Comment #0 by stefan.zipproth — 2008-03-24T17:40:05Z
If the parameter of std.uri.decode contains %E4, which is a German umlaut ä, the exception "URI error" is thrown. This is wrong behaviour, as an URI may contains umlauts. Here's my C implementation which does the job:
void decode(char *src, char *last, char *dest)
{
for (; src != last; src++, dest++)
if (*src == '+')
*dest = ' ';
else if (*src == '%')
{
int code;
if (sscanf(src+1, "%2x", &code) != 1) code = '?';
*dest = code;
src +=2;
}
else
*dest = *src;
*dest = 0;
}
To my understanding, it's nothing else than a hex code to byte conversion, so there should be no reason to forbid certain codes and throw exceptions. Also reading the documentation I expected that at least std.uri.decodeComponent is a straightforward implementation, but it also throws exceptions.

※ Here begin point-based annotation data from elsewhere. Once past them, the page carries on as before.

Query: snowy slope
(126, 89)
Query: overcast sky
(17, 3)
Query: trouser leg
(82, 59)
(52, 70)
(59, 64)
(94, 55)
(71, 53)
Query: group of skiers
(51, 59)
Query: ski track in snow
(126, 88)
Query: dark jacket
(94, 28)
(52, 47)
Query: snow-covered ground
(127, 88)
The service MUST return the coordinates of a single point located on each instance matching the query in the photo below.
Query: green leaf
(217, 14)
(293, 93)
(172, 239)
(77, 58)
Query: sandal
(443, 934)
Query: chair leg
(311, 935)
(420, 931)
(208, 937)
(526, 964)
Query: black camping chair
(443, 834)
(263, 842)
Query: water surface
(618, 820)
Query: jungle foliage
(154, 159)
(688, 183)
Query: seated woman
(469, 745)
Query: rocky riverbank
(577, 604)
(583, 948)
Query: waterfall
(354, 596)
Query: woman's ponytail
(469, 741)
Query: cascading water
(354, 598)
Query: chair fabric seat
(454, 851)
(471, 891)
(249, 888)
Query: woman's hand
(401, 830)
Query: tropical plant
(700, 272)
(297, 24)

Comment #1 by stefan.zipproth — 2008-03-24T18:51:54Z
My own web pages currently work with %E4 for umlaut 'ä', which is ASCII code, but standard is UTF-8 which makes it %C3%A4. So this issue seems to be invalid and I have to change things for the D port of my web application.

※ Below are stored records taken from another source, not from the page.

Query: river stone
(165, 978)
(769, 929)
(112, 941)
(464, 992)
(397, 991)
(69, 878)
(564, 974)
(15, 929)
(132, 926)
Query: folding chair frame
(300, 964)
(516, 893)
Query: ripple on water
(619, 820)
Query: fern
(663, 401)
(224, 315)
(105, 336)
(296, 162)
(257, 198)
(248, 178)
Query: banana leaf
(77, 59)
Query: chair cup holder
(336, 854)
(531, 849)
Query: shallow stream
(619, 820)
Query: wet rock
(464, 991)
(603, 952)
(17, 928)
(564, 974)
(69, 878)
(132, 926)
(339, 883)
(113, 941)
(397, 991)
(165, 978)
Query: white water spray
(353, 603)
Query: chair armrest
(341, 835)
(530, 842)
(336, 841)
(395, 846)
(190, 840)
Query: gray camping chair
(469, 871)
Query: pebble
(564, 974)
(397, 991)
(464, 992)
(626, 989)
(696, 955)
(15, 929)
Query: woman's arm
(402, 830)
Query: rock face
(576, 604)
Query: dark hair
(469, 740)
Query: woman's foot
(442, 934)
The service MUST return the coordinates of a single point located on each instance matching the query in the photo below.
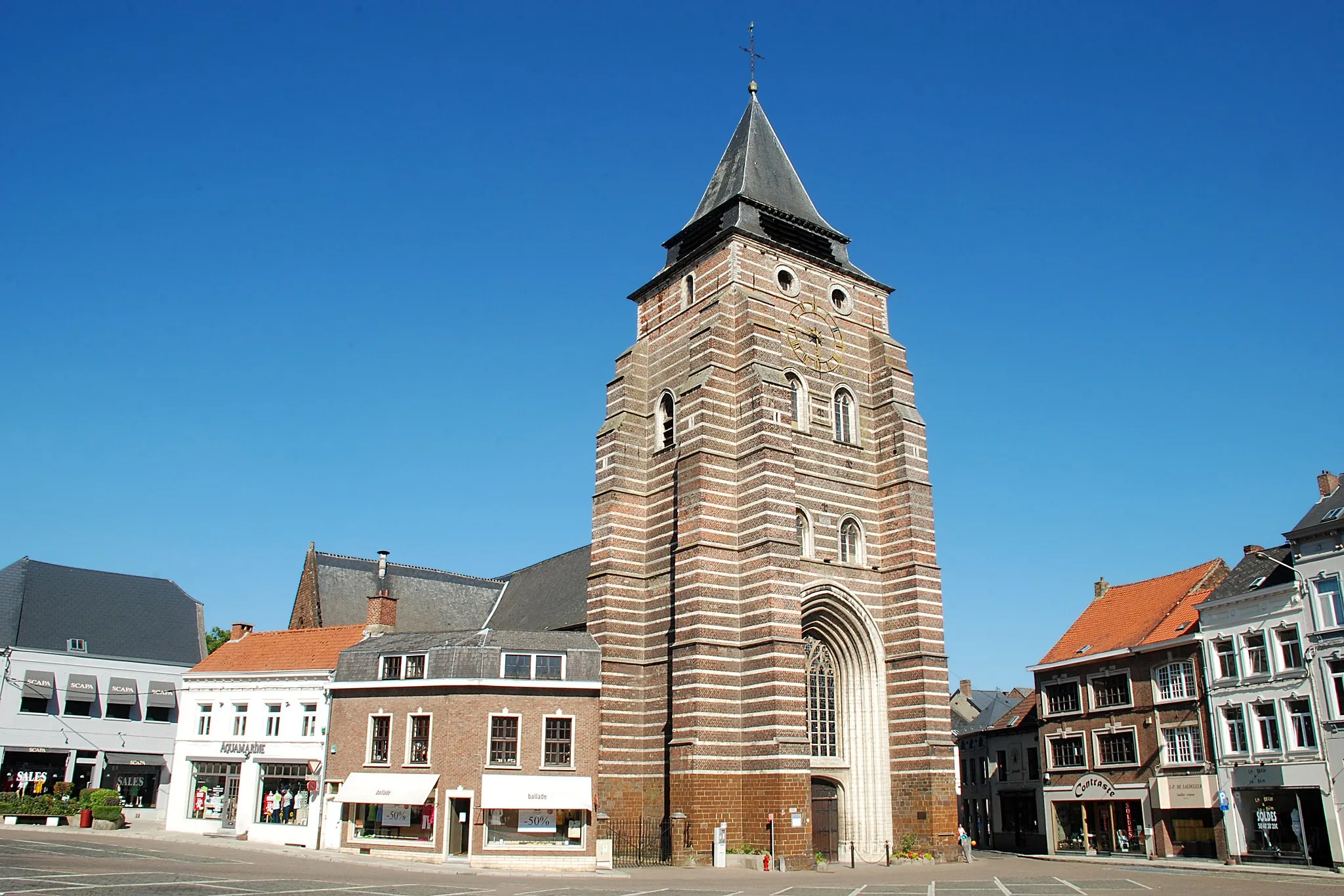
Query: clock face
(815, 338)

Comment #2 by stefan.zipproth — 2014-02-25T00:56:32Z
RFC 3986 states in section 2.1. Percent-Encoding
For example, "%20" is the percent-encoding for the binary octet
"00100000" (ABNF: %x20), which in US-ASCII corresponds to the space
character (SP).
So UTF-8 is not the standard used for URI percent encoding. Therefore, std.uri.decode should not throw an exception if its parameter contains %E4. It is allowed for browsers to encode German umlaut ä as %E4, which was the reason I ran into this problem (because my server side application crashed as soon as std.uri.decode was called).
Comment #3 by andrei — 2015-11-03T19:00:09Z
It's unlikely this D1 issue will get worked on. If this bug applies to D2 and/or if anyone plans to work on it, please reopen.